I recently encountered the above quote after about three weeks of intense soul examination, trying to understand my need for distraction and procrastination. What the writer touches on is that phenomenon of working “busy” but not “smart,” meaning not getting the hard things accomplished because you are applying too much of your time and energy on the easy work. Hard work is not so much that work you find challenging to do but more the work you find challenging to start or undertake.

Most of us work at something or other, even if it’s keeping our environment clean or servicing our obligations to others. When we first contemplate accomplishing our life’s work—fulfilling our purpose on the planet—that is when the houseplants get re-­watered, the shelves dusted, the CDs categorized, the refrigerator hosed out, etc. All of this was on the to-do list, mind you, but it also qualifies as time-wasting busy work.
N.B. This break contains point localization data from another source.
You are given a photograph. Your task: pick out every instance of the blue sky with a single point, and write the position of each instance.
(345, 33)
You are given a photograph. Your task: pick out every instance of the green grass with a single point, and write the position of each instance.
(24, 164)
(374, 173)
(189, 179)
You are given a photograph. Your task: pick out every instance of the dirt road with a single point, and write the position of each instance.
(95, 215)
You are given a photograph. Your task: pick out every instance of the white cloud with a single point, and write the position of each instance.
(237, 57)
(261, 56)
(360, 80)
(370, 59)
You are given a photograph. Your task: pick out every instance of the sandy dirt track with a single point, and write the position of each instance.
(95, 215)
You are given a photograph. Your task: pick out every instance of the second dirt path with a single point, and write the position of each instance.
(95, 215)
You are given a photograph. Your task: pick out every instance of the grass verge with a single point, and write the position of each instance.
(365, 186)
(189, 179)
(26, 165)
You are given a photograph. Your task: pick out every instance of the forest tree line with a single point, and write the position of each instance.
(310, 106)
By the time we are ready to sit down and write a chapter of that novel or finish a homework assignment or make the hard phone call to a deadbeat client, we aren’t as full of steam as we were first thing in the morning. This same writer’s list of eight things that you should do before 8 AM every day concludes with “#8. Do something to move you forward…every day…before 8 AM.” I think it’s very good advice.

Just …do…it. Doing the hard stuff is like entering icy cold water. If you slowly ease in, it is painful and you will probably talk yourself out of it before you are fully immersed. Just…dive…in.

Deepening this Truth:

  • Do not think too much about the action you are going to take.
  • Jump in and let the moment define itself.
  • We are much more adept at improvisation than we can possibly imagine.
  • If I had to choose between the fear of not being fully prepared in a situation and the spectre of having serial unfulfilled goals I think I’d prefer the former.